Backers of Initiative 108 turned in 209,111 signatures, more than double the required 98,492 signatures. The measure would change the state constitution. Given this — under the “Raise the Bar” amendment passed in 2016, stiffening rules for constitutional changes — backers were also required to turn in signatures from 2 percent of the registered voters in each of the 35 state Senate districts. The measure had more than 72,000 invalid signatures, making its margin just under 40,000 signatures.
The measure must receive 55 percent of the vote in November in order to be placed into the state Constitution.
Proponents of Initiative 126 submitted 189,297 signatures, according to the secretary of state. The verification process for the 126, which would change state statutes, used random samples instead of the more precise method required for a constitutional measure. The secretary of state estimated the measure had 112,998 valid signatures, about 14 percent more than required.
The measure would cap payday loan interest rates, including all fees, at 36 percent. Currently, payday lenders can charge as much as 200 percent on a $500 loan, making it nearly impossible to pay back, according to proponents.
There are two more ballot measures awaiting verification: Initiative 97, which would increase setbacks for new oil and gas drilling activities, and Initiative 173.
Under the latter, if a person puts a million dollars or more into a political campaign, the campaign limits for everyone else in the same race would “go up five times, so you can raise enough money to compete with the millionaire or billionaire trying to buy the election,” according to proponent and former state Sen. Greg Brophy of Wray.
The secretary of state has until Sept. 5 to verify whether the last two measures qualify for the November ballot.
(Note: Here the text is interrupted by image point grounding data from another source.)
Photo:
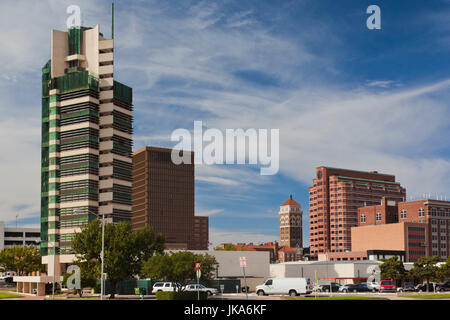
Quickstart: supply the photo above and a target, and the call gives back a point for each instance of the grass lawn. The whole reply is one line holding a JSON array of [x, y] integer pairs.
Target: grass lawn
[[8, 296], [339, 298], [426, 296]]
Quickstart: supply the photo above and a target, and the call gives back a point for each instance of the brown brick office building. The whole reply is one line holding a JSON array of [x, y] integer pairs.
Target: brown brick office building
[[164, 199], [334, 200]]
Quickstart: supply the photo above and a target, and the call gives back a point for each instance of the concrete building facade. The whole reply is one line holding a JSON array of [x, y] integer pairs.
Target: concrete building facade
[[334, 200], [291, 228], [164, 199], [435, 214]]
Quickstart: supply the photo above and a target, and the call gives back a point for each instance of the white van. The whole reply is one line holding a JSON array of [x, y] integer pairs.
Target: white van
[[290, 286]]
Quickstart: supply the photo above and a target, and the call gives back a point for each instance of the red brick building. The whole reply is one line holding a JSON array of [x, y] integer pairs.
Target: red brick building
[[277, 253], [334, 200], [291, 230], [386, 212]]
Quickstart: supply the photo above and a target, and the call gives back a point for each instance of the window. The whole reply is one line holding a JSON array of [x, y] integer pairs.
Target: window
[[403, 214]]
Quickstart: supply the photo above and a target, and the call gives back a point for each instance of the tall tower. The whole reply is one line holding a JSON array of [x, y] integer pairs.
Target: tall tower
[[86, 141], [291, 214]]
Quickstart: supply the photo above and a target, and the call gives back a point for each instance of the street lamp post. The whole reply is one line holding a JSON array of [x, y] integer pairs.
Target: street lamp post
[[102, 288]]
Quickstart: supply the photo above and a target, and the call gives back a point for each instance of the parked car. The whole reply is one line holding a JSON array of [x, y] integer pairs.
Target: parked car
[[193, 287], [49, 288], [165, 286], [373, 286], [387, 285], [326, 287], [291, 286], [443, 286], [407, 286], [362, 287], [426, 288]]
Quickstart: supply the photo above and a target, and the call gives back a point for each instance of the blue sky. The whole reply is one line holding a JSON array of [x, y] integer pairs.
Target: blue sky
[[341, 95]]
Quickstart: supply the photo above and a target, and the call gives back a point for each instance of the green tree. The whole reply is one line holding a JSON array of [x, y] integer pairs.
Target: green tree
[[425, 268], [124, 250], [22, 260], [179, 267], [393, 268]]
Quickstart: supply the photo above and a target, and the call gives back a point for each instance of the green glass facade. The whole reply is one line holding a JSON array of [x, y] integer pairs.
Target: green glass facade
[[71, 164]]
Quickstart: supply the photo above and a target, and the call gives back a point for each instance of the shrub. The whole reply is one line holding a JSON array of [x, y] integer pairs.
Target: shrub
[[184, 295]]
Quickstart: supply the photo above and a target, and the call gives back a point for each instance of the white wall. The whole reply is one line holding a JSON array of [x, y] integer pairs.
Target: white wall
[[258, 263]]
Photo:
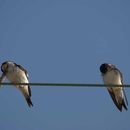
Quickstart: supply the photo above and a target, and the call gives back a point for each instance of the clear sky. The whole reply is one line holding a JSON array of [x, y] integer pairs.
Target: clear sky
[[64, 41]]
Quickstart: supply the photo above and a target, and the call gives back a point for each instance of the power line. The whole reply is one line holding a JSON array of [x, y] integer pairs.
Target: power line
[[68, 84]]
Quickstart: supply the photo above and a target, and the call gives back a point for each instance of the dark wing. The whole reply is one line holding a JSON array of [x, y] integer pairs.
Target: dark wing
[[114, 99]]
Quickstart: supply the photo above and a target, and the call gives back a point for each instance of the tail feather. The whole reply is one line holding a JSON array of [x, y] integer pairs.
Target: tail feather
[[29, 102]]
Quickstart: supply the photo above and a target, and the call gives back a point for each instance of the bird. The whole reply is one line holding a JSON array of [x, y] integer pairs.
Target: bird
[[15, 73], [112, 76]]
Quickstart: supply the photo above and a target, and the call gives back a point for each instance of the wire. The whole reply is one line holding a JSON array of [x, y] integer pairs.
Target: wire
[[68, 84]]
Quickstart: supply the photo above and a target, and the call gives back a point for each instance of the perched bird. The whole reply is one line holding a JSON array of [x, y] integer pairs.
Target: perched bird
[[112, 76], [17, 74]]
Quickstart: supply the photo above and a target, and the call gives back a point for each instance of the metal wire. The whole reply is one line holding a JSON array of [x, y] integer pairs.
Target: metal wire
[[68, 84]]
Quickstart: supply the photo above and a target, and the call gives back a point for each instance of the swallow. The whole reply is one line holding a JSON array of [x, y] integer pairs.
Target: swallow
[[112, 76], [17, 74]]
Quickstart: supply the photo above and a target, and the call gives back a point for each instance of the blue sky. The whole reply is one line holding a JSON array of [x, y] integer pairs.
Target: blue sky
[[64, 41]]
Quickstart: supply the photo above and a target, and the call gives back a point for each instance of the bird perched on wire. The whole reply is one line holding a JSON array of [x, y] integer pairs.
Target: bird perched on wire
[[112, 76], [17, 74]]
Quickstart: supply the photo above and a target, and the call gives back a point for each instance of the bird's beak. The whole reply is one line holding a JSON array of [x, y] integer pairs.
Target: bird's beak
[[2, 78]]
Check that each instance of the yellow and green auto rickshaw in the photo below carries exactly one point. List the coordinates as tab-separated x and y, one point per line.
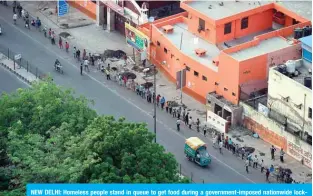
195	150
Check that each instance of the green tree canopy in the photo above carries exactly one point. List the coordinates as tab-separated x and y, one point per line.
49	135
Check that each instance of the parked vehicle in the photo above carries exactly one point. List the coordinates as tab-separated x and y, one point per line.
196	151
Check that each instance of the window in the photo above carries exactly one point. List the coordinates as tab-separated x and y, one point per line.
227	28
244	23
201	24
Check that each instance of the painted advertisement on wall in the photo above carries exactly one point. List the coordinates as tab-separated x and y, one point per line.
136	38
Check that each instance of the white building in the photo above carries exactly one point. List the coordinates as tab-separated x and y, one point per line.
290	96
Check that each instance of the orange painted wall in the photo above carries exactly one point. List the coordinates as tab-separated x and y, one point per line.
87	7
228	77
256	22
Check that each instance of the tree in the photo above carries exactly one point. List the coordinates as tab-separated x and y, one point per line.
50	136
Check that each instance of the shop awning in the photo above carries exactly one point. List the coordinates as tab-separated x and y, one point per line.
115	7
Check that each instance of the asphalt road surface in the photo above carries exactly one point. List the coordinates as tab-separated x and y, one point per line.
9	82
110	99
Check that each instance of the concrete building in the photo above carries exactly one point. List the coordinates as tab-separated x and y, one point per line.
226	49
113	14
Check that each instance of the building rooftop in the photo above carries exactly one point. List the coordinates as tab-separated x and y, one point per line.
216	11
264	47
307	40
304	69
190	42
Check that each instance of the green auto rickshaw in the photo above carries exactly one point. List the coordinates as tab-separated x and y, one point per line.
195	150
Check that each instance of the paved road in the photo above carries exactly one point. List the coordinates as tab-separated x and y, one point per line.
110	99
9	82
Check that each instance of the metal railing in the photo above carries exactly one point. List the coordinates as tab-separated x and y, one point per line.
21	62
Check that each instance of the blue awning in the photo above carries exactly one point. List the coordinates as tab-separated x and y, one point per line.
307	40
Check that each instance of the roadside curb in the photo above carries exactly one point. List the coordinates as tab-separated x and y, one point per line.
15	73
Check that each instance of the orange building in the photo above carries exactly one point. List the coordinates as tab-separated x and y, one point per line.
226	48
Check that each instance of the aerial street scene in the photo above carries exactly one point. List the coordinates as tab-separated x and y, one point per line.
131	97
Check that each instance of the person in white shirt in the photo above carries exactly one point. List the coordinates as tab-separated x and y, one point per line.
86	64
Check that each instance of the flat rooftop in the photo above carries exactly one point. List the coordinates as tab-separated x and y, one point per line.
189	42
214	10
264	47
304	69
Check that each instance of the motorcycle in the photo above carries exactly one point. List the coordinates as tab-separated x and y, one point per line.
58	68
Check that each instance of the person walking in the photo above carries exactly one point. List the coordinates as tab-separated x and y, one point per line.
67	46
178	124
86	65
220	146
198	125
84	54
247	165
255	162
186	119
107	72
204	130
273	149
74	52
190	122
81	69
262	166
60	42
267	174
281	155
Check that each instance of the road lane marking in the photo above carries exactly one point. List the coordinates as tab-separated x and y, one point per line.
125	99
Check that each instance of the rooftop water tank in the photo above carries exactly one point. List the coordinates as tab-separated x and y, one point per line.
291	66
308	82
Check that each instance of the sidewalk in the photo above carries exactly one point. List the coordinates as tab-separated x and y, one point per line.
95	40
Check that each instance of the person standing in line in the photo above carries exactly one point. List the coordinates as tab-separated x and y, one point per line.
273	149
186	119
60	42
247	165
67	46
204	130
262	166
190	122
267	174
162	101
220	146
81	69
178	124
255	162
281	155
198	125
86	64
74	52
107	72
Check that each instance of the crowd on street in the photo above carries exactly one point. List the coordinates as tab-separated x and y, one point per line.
178	112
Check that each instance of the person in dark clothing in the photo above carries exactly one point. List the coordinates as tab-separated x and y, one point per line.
198	125
273	149
186	118
81	69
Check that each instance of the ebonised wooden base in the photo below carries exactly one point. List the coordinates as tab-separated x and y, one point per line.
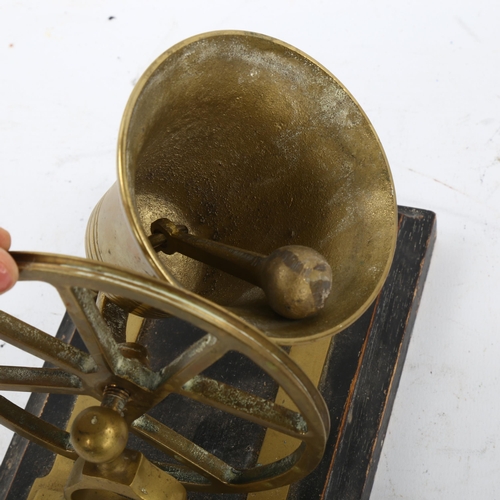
359	384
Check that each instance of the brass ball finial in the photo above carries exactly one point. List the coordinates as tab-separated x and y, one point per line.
99	434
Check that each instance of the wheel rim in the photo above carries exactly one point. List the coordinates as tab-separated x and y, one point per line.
80	373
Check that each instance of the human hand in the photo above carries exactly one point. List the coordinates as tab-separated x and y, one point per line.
8	268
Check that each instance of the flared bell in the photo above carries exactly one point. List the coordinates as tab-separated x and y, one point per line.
248	141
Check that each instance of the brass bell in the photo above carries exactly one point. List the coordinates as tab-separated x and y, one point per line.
246	140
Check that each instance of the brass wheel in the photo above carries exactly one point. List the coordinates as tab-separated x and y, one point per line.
105	366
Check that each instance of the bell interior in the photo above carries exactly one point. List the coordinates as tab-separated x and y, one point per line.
247	141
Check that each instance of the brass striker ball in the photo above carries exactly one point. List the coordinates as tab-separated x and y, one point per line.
297	281
99	434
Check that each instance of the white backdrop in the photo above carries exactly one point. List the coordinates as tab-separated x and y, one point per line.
427	73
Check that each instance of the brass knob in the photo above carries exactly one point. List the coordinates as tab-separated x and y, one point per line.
296	279
99	434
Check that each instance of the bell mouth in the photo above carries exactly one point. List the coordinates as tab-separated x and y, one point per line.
248	141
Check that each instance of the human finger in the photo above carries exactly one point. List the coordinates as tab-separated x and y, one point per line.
4	239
The addition of Tuesday’s ballot measures bring to five the number of citizen-initiated questions on the November ballot. That now includes Amendment 73, which would seek to raise $1.6 billion in income taxes, levied on incomes of $150,000 per year or more; and two transportation ballot measures certified last week.
Another six referred questions were submitted by the Colorado General Assembly, including a pair of measures that would change the way Colorado draws congressional and legislative district boundaries.